28 July 2010

Decisions....

While it's true that this is not our first deployment, and we've learned a lot about how it all works, it's also true that we have no idea what we're doing. E. is almost 15 and he remembers the most about the last deployment. He was 9 then, and after it was all over he told me that he never wants to go to another "going away" ceremony. But that was a few years ago, and I'm not sure how he'll feel about it now. And if he felt that way then, should we consider keeping J. and A. at home? I'll go of course, but will it be too much sadness and too much "goodbye" for them to handle?

We're so used to D. being gone these days. Back before his first deployment, D. would go away for a weekend here and a weekend there. But now, he's gone for eight weeks in a four-month period. He's gone for a week here and three weeks a couple of weeks later and, oh, don't forget about the month he'll be gone starting a month after that. We're used to him going away. Of course, yes, this is a bigger deal. He will be gone for a year. And while he'll be in a safer place than he was for his first deployment, he's still going off in support of a war. It's still dangerous, not to mention the fact that life is unpredictable and you don't have to be going off to war to be here one day and gone the next.

Yet, while it's a bigger deal this time, I wonder if we shouldn't treat it kind of like we would treat any of D.'s trips away. Maybe the kids will appreciate a calm and straight-forward approach to this deployment instead of all the sad-song, crying and hugging goodbye, bus-driving-away drama that accompanied his last deployment. Maybe less is more.

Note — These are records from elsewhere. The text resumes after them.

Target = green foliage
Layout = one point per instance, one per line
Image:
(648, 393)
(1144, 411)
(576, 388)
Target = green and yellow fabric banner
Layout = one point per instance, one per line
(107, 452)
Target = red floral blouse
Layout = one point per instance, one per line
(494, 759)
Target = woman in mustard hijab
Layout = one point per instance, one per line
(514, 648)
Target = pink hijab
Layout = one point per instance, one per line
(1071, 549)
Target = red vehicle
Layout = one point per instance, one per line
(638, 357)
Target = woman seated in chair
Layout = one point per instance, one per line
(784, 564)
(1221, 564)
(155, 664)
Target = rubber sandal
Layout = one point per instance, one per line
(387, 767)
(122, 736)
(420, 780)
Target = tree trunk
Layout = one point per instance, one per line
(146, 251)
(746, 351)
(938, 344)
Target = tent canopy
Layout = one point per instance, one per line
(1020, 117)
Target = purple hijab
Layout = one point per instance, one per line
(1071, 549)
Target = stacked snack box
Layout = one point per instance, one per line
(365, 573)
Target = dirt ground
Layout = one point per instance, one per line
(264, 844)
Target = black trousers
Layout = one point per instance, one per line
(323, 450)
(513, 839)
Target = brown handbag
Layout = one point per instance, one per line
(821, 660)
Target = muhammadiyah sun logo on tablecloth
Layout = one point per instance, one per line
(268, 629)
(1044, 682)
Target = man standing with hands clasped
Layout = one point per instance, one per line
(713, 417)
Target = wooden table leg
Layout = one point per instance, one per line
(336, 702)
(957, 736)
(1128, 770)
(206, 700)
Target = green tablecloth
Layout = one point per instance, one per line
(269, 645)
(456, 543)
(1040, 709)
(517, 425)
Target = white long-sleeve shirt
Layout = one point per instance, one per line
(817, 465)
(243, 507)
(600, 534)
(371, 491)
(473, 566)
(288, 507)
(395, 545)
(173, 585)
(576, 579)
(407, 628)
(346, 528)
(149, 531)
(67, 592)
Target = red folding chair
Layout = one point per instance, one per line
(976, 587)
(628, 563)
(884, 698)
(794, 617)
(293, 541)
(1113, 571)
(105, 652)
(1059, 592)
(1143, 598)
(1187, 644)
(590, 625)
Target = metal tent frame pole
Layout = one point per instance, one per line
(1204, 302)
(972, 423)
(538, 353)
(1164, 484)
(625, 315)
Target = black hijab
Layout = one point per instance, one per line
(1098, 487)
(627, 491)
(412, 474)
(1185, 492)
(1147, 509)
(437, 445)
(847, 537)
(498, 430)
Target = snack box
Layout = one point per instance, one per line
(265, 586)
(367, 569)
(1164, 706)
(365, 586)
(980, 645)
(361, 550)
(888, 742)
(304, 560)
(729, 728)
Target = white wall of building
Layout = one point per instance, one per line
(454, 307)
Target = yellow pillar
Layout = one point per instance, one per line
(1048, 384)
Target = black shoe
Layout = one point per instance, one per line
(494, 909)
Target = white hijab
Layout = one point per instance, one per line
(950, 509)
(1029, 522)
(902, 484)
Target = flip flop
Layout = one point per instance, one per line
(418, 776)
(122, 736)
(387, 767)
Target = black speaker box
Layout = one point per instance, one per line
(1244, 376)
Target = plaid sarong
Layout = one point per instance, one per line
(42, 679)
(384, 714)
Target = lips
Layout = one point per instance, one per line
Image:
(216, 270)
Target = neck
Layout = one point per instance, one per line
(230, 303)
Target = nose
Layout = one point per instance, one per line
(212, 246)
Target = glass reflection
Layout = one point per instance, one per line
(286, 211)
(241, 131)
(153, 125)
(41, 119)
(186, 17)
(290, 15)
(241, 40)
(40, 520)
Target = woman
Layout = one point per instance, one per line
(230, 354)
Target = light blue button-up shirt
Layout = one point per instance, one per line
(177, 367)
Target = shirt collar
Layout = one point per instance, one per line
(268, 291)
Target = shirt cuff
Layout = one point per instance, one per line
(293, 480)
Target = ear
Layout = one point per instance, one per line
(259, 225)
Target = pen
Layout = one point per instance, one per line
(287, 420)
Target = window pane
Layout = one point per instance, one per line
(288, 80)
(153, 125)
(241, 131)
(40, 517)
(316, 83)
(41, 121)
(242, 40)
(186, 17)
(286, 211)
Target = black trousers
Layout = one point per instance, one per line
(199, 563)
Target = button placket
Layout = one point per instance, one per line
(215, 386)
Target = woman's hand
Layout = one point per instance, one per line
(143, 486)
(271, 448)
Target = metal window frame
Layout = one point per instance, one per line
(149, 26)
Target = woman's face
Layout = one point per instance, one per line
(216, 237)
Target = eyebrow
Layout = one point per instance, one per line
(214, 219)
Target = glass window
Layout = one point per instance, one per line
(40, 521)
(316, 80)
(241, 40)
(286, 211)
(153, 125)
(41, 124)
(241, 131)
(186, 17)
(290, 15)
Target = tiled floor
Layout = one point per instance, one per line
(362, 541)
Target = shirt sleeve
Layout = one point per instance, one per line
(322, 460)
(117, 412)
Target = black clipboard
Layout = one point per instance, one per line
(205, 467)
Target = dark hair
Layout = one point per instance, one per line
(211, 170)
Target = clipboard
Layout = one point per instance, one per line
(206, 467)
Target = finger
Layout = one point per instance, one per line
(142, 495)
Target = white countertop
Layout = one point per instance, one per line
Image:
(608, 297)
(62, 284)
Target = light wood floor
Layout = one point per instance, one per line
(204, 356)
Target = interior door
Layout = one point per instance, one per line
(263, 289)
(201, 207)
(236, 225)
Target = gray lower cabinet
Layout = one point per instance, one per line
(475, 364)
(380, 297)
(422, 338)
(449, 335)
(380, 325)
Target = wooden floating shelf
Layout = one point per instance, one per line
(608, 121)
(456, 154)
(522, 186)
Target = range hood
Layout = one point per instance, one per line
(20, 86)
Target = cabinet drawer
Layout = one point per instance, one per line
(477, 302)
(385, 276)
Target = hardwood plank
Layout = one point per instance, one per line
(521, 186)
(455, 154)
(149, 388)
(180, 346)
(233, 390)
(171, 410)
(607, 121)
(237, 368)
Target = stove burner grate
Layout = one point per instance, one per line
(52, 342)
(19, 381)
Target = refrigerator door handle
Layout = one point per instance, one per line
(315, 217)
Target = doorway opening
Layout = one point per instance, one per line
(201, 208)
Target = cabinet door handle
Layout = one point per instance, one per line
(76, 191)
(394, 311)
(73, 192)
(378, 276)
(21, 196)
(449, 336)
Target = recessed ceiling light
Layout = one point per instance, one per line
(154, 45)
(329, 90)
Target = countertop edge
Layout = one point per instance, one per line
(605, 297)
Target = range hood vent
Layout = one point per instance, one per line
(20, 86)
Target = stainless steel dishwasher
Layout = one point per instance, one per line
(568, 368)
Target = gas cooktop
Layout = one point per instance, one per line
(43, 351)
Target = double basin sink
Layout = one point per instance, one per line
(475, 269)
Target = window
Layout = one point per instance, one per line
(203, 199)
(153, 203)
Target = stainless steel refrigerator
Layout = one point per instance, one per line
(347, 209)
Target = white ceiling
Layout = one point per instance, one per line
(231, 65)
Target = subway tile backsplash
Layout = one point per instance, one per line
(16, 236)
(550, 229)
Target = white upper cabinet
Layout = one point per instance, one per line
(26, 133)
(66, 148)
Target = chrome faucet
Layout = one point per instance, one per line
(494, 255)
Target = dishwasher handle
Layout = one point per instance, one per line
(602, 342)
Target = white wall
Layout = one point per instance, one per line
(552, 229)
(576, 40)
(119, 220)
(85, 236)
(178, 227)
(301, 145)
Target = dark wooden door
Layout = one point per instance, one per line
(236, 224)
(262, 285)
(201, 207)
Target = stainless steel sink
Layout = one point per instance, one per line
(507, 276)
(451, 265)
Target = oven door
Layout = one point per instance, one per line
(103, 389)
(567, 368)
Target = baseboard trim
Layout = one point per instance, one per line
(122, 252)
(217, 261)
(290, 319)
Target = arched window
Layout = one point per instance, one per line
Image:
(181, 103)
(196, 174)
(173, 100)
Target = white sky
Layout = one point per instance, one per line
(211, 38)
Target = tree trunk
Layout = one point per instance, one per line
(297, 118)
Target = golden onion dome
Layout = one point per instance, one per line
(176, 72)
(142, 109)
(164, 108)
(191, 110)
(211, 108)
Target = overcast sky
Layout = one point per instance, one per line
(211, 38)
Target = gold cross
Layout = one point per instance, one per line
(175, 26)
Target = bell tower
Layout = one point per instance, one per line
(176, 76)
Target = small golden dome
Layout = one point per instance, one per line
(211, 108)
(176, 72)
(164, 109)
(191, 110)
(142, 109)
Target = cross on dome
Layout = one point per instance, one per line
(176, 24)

Or maybe it's not. Maybe the kids will benefit from seeing the other families who are coping in different ways with the deployment. Maybe they will meet some other Army brats that will help them get through it. Maybe seeing the way it all works and seeing the guys in camo and the American flags and the news crews will instill in them a deeper pride in their dad and in the job that he has chosen to do. Maybe more is more, after all.

I just don't know. All I know is that we have some decisions to make.